Initiating and reading from multiple streams with the BigQuery Storage API (Beta)


The BigQuery Storage API (https://googleapis.github.io/google-cloud-python/latest/bigquery_storage/gapic/v1beta1/api.html) is incredibly useful for reading data from a BigQuery table almost 10x faster than the standard BigQuery API. To make it even faster, it supports multiple read streams, each which reads a dynamically allocated set of rows from the relevant table.

My problem is this: Although you may request a number of streams, the allocated streams after the request is not within your control. As such, I have not been able to initiate more than 1 stream.

The data I'm reading consists of 3 columns and 6 million rows as you can see below. I print the total number of streams created to the console.

from google.cloud import bigquery_storage_v1beta1

project_id = 'myproject'
client = bigquery_storage_v1beta1.BigQueryStorageClient()

table_ref = bigquery_storage_v1beta1.types.TableReference()
table_ref.project_id = "bigquery-public-data"
table_ref.dataset_id = "usa_names"
table_ref.table_id = "usa_1910_current"

read_options = bigquery_storage_v1beta1.types.TableReadOptions()
read_options.selected_fields.append("year")
read_options.selected_fields.append("name")
read_options.selected_fields.append("number")

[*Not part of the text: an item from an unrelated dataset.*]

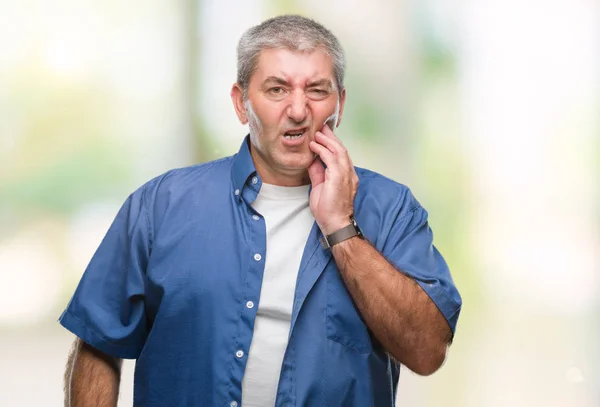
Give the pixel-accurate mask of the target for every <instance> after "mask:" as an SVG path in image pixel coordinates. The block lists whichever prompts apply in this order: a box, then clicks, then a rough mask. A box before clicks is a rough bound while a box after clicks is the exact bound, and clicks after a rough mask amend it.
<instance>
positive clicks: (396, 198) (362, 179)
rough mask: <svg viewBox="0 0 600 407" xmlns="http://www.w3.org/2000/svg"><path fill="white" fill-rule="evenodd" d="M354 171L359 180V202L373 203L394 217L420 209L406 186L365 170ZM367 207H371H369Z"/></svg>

# I request 3 streams to be created!
requested_streams = 3  

parent = "projects/{}".format(project_id)
session = client.create_read_session(
    table_ref, parent, table_modifiers=modifiers, read_options=read_options, 
    requested_streams=requested_streams
)  

response = client.batch_create_read_session_streams(session, requested_streams)

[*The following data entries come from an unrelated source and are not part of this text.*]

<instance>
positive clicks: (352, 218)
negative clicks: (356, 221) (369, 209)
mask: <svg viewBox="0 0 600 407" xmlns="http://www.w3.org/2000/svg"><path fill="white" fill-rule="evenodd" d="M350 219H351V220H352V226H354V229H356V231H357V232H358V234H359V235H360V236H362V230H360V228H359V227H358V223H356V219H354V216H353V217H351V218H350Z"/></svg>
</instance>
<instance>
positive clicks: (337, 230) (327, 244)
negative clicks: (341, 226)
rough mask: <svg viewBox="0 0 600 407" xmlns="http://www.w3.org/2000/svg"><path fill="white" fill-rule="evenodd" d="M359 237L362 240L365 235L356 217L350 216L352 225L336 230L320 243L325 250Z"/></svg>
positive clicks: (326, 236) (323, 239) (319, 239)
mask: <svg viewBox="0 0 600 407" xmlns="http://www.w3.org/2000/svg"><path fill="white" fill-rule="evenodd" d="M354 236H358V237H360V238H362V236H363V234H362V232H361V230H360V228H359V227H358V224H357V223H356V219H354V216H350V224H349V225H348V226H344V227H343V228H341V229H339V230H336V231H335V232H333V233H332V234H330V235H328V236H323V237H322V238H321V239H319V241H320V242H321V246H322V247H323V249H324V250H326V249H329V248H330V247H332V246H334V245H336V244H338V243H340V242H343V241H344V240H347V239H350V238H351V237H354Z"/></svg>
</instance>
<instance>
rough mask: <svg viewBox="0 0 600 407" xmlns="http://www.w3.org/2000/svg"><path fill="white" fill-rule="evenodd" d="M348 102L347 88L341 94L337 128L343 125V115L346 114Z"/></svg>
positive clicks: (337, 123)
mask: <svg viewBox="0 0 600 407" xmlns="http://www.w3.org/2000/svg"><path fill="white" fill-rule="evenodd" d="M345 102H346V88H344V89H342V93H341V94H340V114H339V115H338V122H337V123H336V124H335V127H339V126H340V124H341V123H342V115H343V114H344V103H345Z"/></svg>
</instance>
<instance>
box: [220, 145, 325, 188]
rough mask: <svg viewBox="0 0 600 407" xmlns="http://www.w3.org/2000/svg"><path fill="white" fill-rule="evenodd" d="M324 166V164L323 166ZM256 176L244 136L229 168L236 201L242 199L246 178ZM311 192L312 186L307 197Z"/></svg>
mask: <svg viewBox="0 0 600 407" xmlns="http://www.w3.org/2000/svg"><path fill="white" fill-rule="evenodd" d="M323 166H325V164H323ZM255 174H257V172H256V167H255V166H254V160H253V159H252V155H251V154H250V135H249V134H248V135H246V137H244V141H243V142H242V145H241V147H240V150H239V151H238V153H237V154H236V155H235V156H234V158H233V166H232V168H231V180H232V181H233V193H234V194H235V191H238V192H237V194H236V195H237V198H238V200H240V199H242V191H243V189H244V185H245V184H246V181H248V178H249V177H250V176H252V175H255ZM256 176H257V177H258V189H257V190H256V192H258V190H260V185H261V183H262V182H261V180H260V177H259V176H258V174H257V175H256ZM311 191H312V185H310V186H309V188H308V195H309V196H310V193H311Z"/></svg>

# I see only 1 stream being created.
print("Streams created: " + str(len(session.streams)))
print("Stream names array: " + str(session.streams))


reader = client.read_rows(
    bigquery_storage_v1beta1.types.StreamPosition(stream=session.streams[0])
)

rows = reader.rows(session)

names = set()

import time
start = time.time()
#---------------------------------------------------
i=0
for row in rows:
    i += 1
    names.add(row["name"])
    if i > 6000000:
        break
#---------------------------------------------------    
end = time.time()
print(end - start)
print("Got {} unique names and {} total rows.".format(len(names), i))

I have a few questions:

1) Am I only seeing 1 stream because the multi-stream implementation isn't complete (The API is in Beta release)?

2) Am I seeing only 1 stream because the data is relatively "small" for the stream allocation algorithm? 6m rows are sizeable already.

3) If I were to start seeing multiple streams created, the API documentation doesn't describe how to read from these in parallel. Any thoughts on how to do this?


Solution

  • The issue is the table you're reading from only having a single input file available. While it has 6 million rows, the data is highly compressible and as such there's only a single backing columnar file for the data. Currently, the storage API will not split data more granularly than this.

    You would see the same thing (there's only a single input) if you examine a query plan that SELECTs from this table.